Ross Carter, 72, is a Master Gardener who has been working on the garden for the past 10 years. He notes that Chip Bubl, the Oregon State University Extension Agent for Columbia County, is the head of the Master Gardeners program.
'Chip's goal is to have (the garden) educational so somebody can come and look at the garden and learn something-find something they can do at home, some way to improve their own garden,' Carter said.
The garden is an idyllic place with a mix of fruits, vegetables, and decorative plants in a nice setting just off the south entrance to the fairgrounds.
Carter said the gardeners use some of the produce, but the bulk of it goes to the Columbia Pacific Food Bank in St. Helens.
Carter said sometimes the neighbors, one in particular, seem to help themselves, despite signs to the contrary.
The garden is full of edibles, including apples, strawberries, grapes, rhubarb, blueberries, gooseberries, sweet potatoes, cucumbers, lettuce, and gourds. They have a special Triple Crown blackberry, as well.
Carter noted, 'We'll have a kiwi arbor we built a couple of years ago that will produce this year. '
The garden has an apple tree with four different varieties grafted on it-Yellow Delicious, Johnny Gold, Liberty, and Gravenstein.

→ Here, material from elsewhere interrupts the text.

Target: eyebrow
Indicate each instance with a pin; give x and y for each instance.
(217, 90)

The demo also includes an herb garden, a shade garden, and a bog garden.
The garden includes a number of decorative plants, including a honeysuckle arbor. 'It's in the process of regrowing since it got frozen to the ground last year,' said Denny Snyder, 67, another well-known local Master Gardener. He noted they used to have roses, but they also froze last winter.
'The garden is always in transition,' Snyder said. 'We get together for several planning meetings at the beginning of the year, take a look and see what may or may not have survived the winter.'
He said Oregon has microclimates-areas just miles apart where things may freeze in one, but not in the other. Or one might get 10 inches of snow and the other two. Temperatures can wildly vary.
The garden is used to not only grow numerous varieties of plants, but they also demonstrate methods for controlling pests. A clay formula is being highlighted this year as a natural alternative.
'The garden is partially experimental,' Bubl added. 'It's supposed to look at different ways of growing things. This year we're trying to recreate the flavor of the famous Jersey Tomato by using seawater. We'll know in about a month.'
Additionally, Carter noted that because of the flowers, brides and grooms often use the garden to exchange vows.
The garden is growing well this season, despite the late, wet spring, but the gardeners biggest concern is that this could be the last year for it. Budget problems have placed the annual fair and with it, the demonstration garden in jeopardy. There have been some indications Columbia County officials will see the fair continue next year, but nothing has been formalized just yet.
This year, the Master Gardeners will enjoy showing off what they have done. The fair starts on Wednesday this week and the garden is sure to be a big attraction for local gardeners.